Joined the faculty in 1992
Ph.D., Wisconsin at Madison
M.A., Wisconsin at Madison
B.A., Wisconsin at Madison
Courses routinely taught:
Renaissance and Reformation Western Civilization and its Discontents Medieval Popular Culture Evolution of Human Emotion Foundations of European Society
Current scholarly interests:
My interest in the history of emotions centers on the Middle Ages. In a manuscript called "The Darkest Hours of Medieval Sleep," I explore nightmares and the relationship that was drawn between dreams and wakeful consciousness. Medieval scholars wondered if the experiences of dream-life might accurately depict alternative realities, offering clues into the mysteries of the future. They deliberated, as well, on the morality of sleep, trying to assess if we are capable of "sinning" in our dreams. These questions represent some of psychology's first forays into the realm of the unconscious.

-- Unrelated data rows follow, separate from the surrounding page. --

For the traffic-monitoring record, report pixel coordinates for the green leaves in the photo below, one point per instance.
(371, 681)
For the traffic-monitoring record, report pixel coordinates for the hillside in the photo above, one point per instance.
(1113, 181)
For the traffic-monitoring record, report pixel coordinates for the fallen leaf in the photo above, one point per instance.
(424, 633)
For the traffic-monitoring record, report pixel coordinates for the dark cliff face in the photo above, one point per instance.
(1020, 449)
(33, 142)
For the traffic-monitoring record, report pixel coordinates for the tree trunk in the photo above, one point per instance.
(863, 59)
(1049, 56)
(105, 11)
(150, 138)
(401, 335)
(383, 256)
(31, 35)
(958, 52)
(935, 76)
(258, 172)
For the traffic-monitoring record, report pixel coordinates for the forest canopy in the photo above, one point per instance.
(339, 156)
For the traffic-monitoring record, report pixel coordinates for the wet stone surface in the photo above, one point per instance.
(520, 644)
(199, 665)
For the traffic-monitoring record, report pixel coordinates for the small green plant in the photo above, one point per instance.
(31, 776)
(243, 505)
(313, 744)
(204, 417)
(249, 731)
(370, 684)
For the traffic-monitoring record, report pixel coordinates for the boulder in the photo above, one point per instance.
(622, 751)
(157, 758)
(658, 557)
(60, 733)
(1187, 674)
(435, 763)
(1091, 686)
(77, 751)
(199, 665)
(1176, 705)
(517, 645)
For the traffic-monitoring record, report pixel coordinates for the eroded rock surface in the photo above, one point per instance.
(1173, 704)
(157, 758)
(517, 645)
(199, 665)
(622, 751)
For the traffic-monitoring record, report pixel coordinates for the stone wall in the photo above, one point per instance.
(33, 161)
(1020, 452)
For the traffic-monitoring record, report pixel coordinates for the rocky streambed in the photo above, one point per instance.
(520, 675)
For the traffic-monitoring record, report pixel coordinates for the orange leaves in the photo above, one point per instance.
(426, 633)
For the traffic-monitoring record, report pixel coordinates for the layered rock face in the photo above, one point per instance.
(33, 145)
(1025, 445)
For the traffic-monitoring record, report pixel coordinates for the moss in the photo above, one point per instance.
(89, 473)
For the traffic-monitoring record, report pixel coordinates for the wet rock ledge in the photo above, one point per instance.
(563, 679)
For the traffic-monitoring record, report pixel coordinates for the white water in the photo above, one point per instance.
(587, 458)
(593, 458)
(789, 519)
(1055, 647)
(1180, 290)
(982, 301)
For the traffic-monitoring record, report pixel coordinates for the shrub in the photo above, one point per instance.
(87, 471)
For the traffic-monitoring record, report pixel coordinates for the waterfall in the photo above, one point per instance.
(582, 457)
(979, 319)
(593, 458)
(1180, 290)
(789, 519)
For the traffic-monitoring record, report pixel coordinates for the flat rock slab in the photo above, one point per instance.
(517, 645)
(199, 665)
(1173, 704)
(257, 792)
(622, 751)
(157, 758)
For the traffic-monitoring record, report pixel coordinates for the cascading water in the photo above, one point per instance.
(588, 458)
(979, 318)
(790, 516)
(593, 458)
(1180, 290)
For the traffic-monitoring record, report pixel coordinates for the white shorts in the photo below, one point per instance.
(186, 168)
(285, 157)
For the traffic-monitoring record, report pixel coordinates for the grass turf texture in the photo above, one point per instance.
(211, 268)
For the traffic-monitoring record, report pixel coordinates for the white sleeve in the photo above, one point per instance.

Sacred Charity: Confraternities and Social Welfare in Spain, 1400-1700 (Cornell and Macmillan) "Taming Anger's Daughters: New Treatment of Emotional Problems in Renaissance Spain" "Blasphemy and the Play of Anger" La fascinacion y la mirada feminina" "The Spectacle of Suffering" "Mimesis of the Last Judgment: the Spanish Auto de fe."
My attraction to the discipline of history began as a quest to answer the basic question: how did we humans come to be conscious creatures? All the salient clues to the query led me to the act of memory and the art of historical reflection. It became clear to me that the way in which existence is revealed to us is through mental reflection upon our past experiences. This involves our own personal past as well as the past of our ancestors. History is the mechanism by which we learn about our intellectual and cultural evolution as individuals and as members of a species. What I find most interesting about the practice of history is its endless promise that as we come to know ourselves, we become new again, with more insights and more wisdom for continued development.